The report, researched and written during the past year, was co-authored by Christopher Bowie, former senior analyst at the Northrop Grumman Analysis Center and now the deputy director of strategic planning for the Air Force; Robert Haffa Jr., director of the Northrop Grumman Analysis Center; and Robert Mullins, a Northrop Grumman senior analyst.

"The challenges stem from political constraints as much as technological, and that is something we learned in Kosovo, where a consensus was required [to get things done] within NATO constraints," Mullins said. "Subsequent coalitions have been and will most likely continue to be U.S.-led."

American advances in military technology compared to those made by allies could diminish the role allies play in future combat, Mullins said. They would be relegated to niche roles.

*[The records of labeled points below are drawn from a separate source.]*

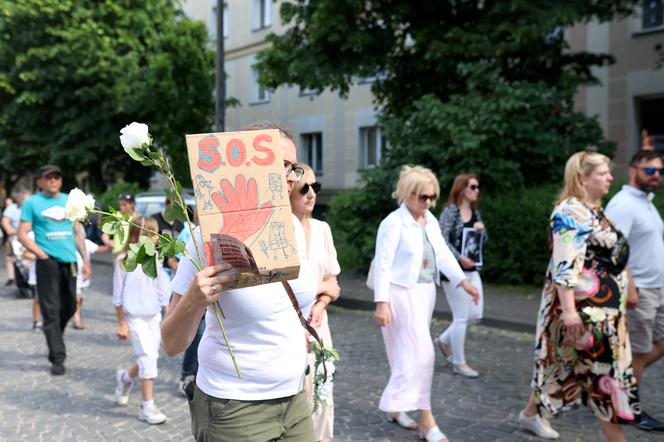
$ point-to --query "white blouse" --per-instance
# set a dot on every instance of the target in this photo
(399, 252)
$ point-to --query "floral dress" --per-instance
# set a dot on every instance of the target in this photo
(596, 369)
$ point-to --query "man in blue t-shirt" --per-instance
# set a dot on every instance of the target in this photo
(55, 244)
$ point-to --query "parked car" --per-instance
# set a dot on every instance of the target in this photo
(149, 203)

"That is not to say coalitions will cease to exist or that the job the allies do is not important, but the future focus will be on niche capabilities and specialized operations," he said. "The European defense investment is not overly robust."

The report says the United States spends more than 60 percent more on defense than its European allies, and that difference is widening.

"With few opportunities available to close this gap, it is likely that the United States will depend on its European allies less and less for military contributions during future war," the report says.

Commodore Jon Welch of the British Royal Navy expressed the same concern in January in a presentation at the AFCEA International-Naval Institute conference in San Diego. Allies have been an overlooked part of adapting to a network-centric model, Welch said, and that could cause serious problems in future wars.

"We need to think about our allies before just coalitions, and one way to do that is to get NATO to fix" some of the problems, Welch said. "Don't wrestle with the problems on your own. Tell the allies what you're buying and what you're doing with it."

Haffa, director of the analysis center, said the U.S. investment in military technologies will continue to provide the armed forces with the greatest edge in any future combat role.

"Precision-guided munitions are the most revolutionary technology that will affect the way we fight and give us the greatest edge," he said.

Munitions will increasingly be able to seek out and destroy sites—even moving vehicles—thanks in part to the adoption of global positioning systems that enable missiles and bombs to find their targets more accurately and advances in sensor technology.

Despite the unique characteristics of each conflict, isolated lessons can be drawn out to assist in future combat, regardless of the location or enemy, the report says.

"Our trend analysis suggests strongly that, in order to adequately prepare for what is becoming an increasingly hostile security environment, the U.S. must invest in concepts, capabilities and enabling technologies to sustain its competitive advantage on the future battlefield," the report says.